CHARLESTON, W.Va. -- For the time being, all three of West Virginia's representatives in the U.S. House are keeping their staff members working as the national debate over the federal shutdown continues.
Both senators, however, appear to have furloughed at least some of their staff.
After Congress failed to agree on a measure to fund the federal government, roughly 800,000 employees nationwide were told Tuesday they couldn't go to work.
National lawmakers are considered "essential" employees and as such continue to receive their pay as mandated by law.
Their staff members are not considered essential. However, a lawmaker can declare employees essential if he or she believes they are needed.
Senators and representatives can declare as many staffers "essential" as they feel is necessary.
As of late Tuesday, Reps. Shelley Moore Capito and David McKinley, both R-W.Va., and Rep. Nick Rahall, D-W.Va., all declared every member of their staffs essential.
Capito employs 16 people, and McKinley employs 13, spokesmen for the representatives said. A spokeswoman for Rahall confirmed all of the congressman's employees are still working but did not say how many people work in the office.

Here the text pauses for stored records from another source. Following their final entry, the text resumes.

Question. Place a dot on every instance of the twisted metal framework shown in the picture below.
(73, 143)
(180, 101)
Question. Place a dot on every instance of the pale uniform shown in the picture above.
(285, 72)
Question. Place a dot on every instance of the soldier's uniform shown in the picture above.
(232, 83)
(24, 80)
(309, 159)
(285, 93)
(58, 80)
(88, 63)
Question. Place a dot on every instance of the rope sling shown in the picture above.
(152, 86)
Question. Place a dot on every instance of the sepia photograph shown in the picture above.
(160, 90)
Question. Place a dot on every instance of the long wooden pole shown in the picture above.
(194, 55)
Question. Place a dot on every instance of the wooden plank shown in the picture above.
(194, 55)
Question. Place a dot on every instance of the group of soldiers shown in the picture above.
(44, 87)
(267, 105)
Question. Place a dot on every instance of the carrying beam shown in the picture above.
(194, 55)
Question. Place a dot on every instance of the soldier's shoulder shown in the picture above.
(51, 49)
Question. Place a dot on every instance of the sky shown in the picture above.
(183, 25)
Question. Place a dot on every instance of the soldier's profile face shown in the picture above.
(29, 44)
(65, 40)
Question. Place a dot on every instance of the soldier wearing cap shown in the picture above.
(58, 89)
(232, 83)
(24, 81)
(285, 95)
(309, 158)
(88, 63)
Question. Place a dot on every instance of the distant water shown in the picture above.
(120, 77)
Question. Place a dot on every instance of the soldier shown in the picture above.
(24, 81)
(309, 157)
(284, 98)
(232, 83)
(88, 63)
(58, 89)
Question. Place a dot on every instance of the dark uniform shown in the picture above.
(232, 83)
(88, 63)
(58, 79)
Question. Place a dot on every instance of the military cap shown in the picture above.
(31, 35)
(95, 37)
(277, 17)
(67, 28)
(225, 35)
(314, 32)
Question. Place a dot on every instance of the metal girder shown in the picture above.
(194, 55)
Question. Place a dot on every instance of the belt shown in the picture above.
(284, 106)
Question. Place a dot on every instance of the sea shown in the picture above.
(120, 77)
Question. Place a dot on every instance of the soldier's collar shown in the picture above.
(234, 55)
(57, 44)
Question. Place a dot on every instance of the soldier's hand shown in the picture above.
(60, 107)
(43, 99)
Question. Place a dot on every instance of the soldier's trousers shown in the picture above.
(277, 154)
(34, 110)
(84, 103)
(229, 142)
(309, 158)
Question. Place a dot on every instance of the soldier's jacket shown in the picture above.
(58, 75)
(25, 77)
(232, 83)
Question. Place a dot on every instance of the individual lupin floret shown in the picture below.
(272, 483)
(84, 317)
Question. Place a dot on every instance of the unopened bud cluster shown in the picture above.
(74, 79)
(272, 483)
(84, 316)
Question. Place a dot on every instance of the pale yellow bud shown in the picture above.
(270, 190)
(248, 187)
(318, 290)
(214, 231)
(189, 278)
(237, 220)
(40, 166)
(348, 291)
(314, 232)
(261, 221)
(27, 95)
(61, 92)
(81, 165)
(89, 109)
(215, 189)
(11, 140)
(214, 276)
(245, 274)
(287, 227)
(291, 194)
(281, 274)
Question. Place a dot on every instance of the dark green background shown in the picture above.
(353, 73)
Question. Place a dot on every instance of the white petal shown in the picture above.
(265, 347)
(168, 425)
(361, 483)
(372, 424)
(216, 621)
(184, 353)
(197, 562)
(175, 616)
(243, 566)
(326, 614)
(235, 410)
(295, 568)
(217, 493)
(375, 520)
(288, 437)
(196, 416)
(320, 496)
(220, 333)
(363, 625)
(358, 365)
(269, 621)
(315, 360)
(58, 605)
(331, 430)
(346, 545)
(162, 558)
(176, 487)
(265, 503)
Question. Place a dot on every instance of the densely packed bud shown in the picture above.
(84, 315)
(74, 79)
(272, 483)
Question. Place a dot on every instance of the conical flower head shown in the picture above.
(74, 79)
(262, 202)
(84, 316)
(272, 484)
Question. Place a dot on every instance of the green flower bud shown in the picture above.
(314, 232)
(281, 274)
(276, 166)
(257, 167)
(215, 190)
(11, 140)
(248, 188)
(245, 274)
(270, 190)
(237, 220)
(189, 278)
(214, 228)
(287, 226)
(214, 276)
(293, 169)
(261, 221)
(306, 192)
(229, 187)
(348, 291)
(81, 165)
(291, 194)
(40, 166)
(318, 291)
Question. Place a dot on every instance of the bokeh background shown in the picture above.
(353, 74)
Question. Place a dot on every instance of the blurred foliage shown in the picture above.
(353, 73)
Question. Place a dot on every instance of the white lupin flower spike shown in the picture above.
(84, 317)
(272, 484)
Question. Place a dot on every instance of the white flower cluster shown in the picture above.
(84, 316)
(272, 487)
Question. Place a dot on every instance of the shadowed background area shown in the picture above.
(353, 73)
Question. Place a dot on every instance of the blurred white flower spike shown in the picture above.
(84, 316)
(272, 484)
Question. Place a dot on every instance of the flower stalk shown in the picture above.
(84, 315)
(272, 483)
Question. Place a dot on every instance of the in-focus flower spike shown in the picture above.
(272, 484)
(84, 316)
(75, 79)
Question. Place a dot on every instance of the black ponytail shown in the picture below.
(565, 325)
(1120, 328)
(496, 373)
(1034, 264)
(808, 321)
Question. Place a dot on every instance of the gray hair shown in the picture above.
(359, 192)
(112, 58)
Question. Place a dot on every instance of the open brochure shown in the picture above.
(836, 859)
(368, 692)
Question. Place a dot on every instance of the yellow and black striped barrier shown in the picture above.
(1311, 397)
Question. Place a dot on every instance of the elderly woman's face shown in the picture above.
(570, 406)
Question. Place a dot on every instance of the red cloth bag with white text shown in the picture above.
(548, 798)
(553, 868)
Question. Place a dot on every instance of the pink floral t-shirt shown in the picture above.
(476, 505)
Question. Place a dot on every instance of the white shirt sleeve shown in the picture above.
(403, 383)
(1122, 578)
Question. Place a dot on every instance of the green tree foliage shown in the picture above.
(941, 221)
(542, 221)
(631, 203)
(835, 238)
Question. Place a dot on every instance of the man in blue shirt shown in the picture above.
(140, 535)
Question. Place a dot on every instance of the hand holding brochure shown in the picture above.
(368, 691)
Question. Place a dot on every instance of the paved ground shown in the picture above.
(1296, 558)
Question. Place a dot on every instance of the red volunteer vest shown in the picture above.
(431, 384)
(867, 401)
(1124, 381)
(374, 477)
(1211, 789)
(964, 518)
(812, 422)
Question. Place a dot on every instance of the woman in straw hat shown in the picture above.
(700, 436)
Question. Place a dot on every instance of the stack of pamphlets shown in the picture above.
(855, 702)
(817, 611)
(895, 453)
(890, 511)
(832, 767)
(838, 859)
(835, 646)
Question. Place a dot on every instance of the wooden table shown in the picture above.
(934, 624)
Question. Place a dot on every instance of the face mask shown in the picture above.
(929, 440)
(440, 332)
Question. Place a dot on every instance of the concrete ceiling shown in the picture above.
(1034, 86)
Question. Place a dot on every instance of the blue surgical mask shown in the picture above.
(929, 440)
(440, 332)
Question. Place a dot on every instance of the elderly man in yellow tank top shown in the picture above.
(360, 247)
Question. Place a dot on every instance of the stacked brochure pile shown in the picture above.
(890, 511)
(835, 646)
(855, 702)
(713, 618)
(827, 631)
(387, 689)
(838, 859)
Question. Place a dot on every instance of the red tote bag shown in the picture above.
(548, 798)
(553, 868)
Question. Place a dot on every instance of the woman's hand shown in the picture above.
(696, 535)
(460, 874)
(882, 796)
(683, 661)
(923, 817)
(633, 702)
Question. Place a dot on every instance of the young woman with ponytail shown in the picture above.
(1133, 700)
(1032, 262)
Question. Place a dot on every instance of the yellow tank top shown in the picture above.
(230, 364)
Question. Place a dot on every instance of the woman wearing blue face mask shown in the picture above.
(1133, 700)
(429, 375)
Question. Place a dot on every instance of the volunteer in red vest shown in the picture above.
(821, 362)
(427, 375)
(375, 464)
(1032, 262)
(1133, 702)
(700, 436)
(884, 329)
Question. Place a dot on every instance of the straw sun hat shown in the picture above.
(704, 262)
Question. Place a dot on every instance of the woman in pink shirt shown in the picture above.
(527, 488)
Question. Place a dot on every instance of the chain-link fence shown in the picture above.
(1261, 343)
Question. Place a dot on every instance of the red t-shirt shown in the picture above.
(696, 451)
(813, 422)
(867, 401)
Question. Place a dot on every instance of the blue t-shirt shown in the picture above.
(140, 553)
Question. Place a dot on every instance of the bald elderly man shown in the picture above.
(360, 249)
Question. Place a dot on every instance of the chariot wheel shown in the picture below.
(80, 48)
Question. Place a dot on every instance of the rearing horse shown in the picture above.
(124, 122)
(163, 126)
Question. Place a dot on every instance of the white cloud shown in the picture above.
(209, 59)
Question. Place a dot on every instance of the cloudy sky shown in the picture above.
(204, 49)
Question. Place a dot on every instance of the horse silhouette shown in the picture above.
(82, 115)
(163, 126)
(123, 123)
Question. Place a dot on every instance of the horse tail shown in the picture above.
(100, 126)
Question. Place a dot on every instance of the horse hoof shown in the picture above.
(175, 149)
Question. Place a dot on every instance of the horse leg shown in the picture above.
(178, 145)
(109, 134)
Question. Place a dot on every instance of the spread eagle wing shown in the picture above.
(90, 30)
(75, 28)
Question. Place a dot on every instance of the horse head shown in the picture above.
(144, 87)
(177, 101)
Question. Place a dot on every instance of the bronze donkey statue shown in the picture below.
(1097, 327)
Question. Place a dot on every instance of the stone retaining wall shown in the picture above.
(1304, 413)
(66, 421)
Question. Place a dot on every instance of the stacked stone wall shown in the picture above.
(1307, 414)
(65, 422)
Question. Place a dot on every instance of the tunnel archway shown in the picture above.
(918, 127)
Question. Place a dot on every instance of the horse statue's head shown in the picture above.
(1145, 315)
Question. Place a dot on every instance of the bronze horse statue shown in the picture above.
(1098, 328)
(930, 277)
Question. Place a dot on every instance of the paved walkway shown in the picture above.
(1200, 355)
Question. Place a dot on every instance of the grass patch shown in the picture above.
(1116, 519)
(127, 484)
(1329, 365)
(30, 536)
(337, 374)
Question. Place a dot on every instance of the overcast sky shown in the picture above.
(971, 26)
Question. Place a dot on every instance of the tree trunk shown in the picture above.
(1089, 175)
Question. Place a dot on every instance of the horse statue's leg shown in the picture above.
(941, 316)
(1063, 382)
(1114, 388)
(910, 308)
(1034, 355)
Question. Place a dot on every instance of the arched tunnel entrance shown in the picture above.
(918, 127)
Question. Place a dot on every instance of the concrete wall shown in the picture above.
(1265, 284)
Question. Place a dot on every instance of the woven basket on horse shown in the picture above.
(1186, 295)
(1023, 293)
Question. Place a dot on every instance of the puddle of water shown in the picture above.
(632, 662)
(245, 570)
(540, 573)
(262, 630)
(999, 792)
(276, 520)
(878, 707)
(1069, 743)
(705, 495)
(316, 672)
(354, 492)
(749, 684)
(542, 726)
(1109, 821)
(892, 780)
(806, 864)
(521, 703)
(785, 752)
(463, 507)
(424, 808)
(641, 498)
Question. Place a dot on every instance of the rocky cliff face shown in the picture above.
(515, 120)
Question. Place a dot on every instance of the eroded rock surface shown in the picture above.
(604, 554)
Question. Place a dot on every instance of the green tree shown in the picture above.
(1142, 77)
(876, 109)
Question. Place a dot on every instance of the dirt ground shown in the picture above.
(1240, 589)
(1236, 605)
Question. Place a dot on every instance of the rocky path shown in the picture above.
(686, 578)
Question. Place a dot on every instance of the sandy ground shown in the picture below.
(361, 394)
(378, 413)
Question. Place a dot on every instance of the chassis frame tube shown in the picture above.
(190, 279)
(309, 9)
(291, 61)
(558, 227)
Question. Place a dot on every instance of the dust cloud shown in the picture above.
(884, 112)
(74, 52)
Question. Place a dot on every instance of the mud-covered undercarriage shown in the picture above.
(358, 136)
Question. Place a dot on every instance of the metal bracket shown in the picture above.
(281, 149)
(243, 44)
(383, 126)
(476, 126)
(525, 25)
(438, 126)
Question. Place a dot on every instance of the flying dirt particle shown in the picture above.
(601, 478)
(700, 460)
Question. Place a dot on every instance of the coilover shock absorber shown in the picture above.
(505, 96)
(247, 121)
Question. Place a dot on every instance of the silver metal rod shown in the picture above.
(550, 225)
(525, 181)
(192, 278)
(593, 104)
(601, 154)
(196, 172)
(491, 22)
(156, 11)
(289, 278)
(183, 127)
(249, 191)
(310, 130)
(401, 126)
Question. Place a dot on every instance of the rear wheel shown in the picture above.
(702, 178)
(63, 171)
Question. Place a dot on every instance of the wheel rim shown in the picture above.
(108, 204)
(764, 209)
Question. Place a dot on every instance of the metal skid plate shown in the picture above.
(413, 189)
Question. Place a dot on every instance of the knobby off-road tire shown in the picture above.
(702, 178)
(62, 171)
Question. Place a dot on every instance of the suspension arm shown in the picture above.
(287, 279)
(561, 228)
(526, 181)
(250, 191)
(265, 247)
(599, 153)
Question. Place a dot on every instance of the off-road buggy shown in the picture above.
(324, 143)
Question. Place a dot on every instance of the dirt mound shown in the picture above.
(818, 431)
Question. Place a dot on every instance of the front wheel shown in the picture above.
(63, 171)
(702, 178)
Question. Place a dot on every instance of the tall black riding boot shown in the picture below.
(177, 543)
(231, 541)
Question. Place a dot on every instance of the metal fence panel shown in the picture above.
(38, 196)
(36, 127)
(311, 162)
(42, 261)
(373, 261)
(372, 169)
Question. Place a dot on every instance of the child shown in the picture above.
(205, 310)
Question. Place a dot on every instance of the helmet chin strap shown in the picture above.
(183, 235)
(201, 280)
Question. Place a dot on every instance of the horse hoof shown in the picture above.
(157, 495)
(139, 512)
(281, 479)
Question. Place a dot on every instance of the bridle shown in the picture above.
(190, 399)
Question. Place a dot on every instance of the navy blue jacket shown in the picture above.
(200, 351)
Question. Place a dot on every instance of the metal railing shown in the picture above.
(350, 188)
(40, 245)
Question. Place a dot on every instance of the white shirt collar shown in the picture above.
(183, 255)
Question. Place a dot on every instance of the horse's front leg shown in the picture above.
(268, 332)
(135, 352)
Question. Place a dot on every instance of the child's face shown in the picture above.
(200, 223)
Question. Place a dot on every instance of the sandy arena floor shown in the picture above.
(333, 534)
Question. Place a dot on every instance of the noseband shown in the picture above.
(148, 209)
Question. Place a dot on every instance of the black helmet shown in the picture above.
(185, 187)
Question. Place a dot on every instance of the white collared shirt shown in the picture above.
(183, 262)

Keeping everyone on board ensures better constituent services, spokespeople for the representatives said.
"In the beginning, all employees are deemed essential to assist constituents with the many questions and concerns in regard to the shutdown," said Joel Brubaker, Capito's chief of staff.
"In all likelihood, the office would begin rotating furloughs if a shutdown continues."
Jim Forbes, spokesman for McKinley, said the congressman already keeps a "lean" staff but that adding furloughs could be necessary if the shutdown persists.